Figure 2. Mean reaction time difference scores (dRT) for number pairs in each condition.

The Y-axis shows dRT (right RT minus left RT) scores. Negative dRT values indicate faster right-side responses, and positive dRT values indicate faster left-side responses. Error bars represent ± SEM. As the flat slope in the Left condition indicates, weighting the left wrist resulted in no consistent spatial organization of number.

Additional analyses verified that the flat slope in the Left condition was not merely the result of slower (or faster) left-side responses to all numbers when the left wrist was weighted. The regression intercept in the Left condition (M = 1.06, SD = 78.35) did not differ from zero, t(23) = .07, p>.9, indicating that left responses (M = 590 ms, SD = 103) were no slower overall than right responses (M = 592 ms, SD = 115) in this condition. In contrast, intercepts in the Baseline (M = 38.00, SD = 60.75) and Right (M = 40.75, SD = 88.21) conditions were significantly greater than zero (Baseline: t(23) = 3.06; Right: t(23) = 2.26; both ps<.04), indicating faster left than right responses to smaller numbers in these conditions. We also conducted pairwise comparisons of mean RTs by side of response (left hand or right hand) across the three conditions (i.e., Left vs. Baseline, Left vs. Right, and Baseline vs. Right; for descriptive statistics, see Table 1). None of these comparisons reached statistical significance (all ps>.2), further suggesting that the differences in left-to-right orientation of number across conditions were not due to overall slower (or faster) manual responses, whether left- or right-side responding.

Supplemental analyses revealed that the results did not vary as a function of handedness. We conducted a median split on EHI scores to compare the performance of participants who were strongly right-handed (M = 92.8, SD = 5.9) with that of participants who were weakly right-handed (M = 49.9, SD = 36.2). [Our sample included only one true left-hander (EHI<0) and one ambidextrous participant (EHI = 0), and hence did not allow for a comparison of right-handers versus left-handers.] For both the strongly right-handed and weakly right-handed groups, slopes in all three conditions mirrored those for the full sample. Specifically, slopes differed significantly from zero in the Baseline condition, whether participants were strongly right-handed (M = −10.38 ms/digit, SD = 15.24), t(11) = 2.36, p = .04, or weakly right-handed (M = −7.67 ms/digit, SD = 8.26), t(11) = 3.22, p = .01, and in the Right condition, whether participants were strongly right-handed (M = −14.94 ms/digit, SD = 17.19), t(11) = 3.01, p = .01, or weakly right-handed (M = −10.03, SD = 15.21), t(11) = 2.28, p = .04. In contrast, slopes did not differ significantly from zero in the Left condition for either group (strongly right-handed: M = 0.00 ms/digit, SD = 10.76; weakly right-handed: M = 0.50 ms/digit, SD = 13.66; both ps>.9). Moreover, in all three conditions, slopes for the two groups did not differ significantly from each other (ps>.4), indicating no reliable differences based on handedness.

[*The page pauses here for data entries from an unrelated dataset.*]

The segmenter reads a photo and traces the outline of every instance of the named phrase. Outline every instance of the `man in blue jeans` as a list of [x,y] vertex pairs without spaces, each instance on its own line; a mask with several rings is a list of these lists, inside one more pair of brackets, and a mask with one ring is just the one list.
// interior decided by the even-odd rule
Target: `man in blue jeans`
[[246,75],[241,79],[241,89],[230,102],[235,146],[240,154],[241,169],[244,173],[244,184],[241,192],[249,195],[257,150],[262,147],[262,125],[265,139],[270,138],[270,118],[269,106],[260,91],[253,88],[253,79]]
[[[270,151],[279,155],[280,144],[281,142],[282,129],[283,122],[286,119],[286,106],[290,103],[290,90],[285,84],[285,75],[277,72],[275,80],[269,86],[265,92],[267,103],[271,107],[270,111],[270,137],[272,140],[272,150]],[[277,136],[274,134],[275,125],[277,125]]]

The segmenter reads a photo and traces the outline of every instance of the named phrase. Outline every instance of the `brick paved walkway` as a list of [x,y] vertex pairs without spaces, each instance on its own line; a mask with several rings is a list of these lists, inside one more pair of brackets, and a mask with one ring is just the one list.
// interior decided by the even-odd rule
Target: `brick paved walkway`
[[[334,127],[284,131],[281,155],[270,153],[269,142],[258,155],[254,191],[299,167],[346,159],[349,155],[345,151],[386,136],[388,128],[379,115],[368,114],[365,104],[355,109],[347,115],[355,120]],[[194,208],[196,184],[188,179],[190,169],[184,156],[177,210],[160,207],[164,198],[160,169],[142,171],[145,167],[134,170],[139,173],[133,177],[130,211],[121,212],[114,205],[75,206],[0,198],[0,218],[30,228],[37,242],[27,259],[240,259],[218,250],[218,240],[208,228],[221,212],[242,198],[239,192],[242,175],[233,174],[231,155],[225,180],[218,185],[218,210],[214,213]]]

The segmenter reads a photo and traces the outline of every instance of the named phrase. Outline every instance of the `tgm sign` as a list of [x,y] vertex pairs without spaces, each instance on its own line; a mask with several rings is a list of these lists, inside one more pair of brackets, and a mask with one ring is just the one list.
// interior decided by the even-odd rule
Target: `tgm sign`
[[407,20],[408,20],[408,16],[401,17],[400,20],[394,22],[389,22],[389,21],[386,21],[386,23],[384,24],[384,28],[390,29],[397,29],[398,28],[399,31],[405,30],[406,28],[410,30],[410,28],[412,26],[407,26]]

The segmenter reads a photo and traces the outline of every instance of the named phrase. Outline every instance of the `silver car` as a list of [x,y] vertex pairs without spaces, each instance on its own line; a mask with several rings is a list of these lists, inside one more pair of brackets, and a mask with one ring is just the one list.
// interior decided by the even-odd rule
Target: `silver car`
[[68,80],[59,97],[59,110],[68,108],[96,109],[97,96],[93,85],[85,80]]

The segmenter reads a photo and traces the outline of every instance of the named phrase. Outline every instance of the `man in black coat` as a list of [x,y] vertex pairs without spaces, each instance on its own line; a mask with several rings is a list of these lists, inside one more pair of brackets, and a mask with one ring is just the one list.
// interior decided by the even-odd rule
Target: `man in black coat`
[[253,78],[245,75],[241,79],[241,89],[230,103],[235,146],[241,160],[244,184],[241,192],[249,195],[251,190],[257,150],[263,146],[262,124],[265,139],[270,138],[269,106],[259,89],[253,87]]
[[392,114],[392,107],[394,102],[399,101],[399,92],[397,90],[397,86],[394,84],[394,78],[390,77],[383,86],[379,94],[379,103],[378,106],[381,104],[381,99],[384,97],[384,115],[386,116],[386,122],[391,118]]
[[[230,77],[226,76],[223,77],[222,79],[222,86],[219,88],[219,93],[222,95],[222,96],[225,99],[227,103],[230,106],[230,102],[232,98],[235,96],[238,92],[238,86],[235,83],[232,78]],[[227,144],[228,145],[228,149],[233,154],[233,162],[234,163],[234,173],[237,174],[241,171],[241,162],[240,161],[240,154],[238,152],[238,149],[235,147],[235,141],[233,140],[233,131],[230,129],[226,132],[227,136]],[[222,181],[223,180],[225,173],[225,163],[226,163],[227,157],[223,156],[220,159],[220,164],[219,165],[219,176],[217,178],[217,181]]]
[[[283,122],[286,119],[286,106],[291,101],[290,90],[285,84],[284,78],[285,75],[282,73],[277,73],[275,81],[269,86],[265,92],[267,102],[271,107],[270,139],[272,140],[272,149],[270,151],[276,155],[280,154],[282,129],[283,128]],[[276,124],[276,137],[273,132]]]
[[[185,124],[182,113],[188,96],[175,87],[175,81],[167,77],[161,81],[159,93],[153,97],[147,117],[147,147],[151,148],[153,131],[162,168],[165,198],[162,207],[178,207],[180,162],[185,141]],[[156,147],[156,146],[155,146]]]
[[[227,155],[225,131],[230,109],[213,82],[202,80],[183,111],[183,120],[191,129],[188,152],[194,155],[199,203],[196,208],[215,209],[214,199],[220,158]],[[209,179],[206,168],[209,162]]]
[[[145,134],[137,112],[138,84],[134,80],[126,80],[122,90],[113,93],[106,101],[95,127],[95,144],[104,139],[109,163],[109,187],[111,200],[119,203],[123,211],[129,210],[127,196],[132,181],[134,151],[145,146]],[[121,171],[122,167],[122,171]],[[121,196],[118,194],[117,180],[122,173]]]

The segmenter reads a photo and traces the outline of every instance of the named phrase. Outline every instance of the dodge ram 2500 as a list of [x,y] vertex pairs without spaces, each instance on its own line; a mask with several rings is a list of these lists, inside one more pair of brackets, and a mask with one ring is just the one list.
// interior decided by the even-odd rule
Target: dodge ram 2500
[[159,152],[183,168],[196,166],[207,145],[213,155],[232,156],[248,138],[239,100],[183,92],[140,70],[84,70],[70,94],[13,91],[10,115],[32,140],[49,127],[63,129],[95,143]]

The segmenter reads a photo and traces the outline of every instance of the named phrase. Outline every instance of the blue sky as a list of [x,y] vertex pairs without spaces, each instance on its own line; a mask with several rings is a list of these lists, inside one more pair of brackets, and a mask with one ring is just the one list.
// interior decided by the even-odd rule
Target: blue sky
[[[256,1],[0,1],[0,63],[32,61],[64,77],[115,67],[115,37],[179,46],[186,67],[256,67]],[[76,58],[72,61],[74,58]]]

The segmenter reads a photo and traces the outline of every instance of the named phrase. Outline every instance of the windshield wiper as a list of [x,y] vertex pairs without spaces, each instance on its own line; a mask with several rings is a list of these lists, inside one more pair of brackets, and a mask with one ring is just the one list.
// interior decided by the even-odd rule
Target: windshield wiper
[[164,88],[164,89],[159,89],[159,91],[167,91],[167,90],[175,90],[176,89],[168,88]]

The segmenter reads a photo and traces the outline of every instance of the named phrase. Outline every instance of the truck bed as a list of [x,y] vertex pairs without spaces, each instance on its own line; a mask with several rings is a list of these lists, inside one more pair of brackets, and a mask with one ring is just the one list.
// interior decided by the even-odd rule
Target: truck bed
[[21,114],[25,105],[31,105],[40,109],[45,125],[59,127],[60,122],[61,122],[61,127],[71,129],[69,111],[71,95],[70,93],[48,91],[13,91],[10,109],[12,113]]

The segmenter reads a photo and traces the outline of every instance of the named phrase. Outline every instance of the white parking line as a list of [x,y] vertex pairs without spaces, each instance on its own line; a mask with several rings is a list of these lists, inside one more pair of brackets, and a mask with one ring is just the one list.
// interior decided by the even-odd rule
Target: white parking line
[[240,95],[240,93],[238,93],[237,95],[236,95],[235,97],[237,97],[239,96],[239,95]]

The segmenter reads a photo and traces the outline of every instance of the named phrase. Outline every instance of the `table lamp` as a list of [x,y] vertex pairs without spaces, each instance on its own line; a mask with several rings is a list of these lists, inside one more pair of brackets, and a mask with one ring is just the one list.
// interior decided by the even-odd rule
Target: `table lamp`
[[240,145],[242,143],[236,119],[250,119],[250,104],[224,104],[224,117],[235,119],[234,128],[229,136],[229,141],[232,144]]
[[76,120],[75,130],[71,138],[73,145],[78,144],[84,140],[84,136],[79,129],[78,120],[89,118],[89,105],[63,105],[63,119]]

Our findings suggest that left-to-right orientation of number may reflect spatial organization of magnitude more generally. By showing that weighting the left wrist effectively nullifies left-to-right orientation of number, we provide evidence that the mental number line is modulated by information from another magnitude (weight), even when such information is entirely task-irrelevant. An intriguing possibility is that this interaction between numerical and non-numerical magnitudes may occur at a relatively fine-grained level. For example, larger differences in the relative weight associated with the left and right sides of space (e.g., 5 lb. on the left, 0 lb. on the right, as in the present study) might be expected to have a stronger influence on the mental number line than smaller differences (e.g., 3 lb. on the left, 2 lb. on the right), though the latter should still weaken left-to-right orientation relative to baseline (provided that the weight differences are apprehended). Such a manipulation has the potential to provide considerable insight into how different types of magnitude information are mentally combined.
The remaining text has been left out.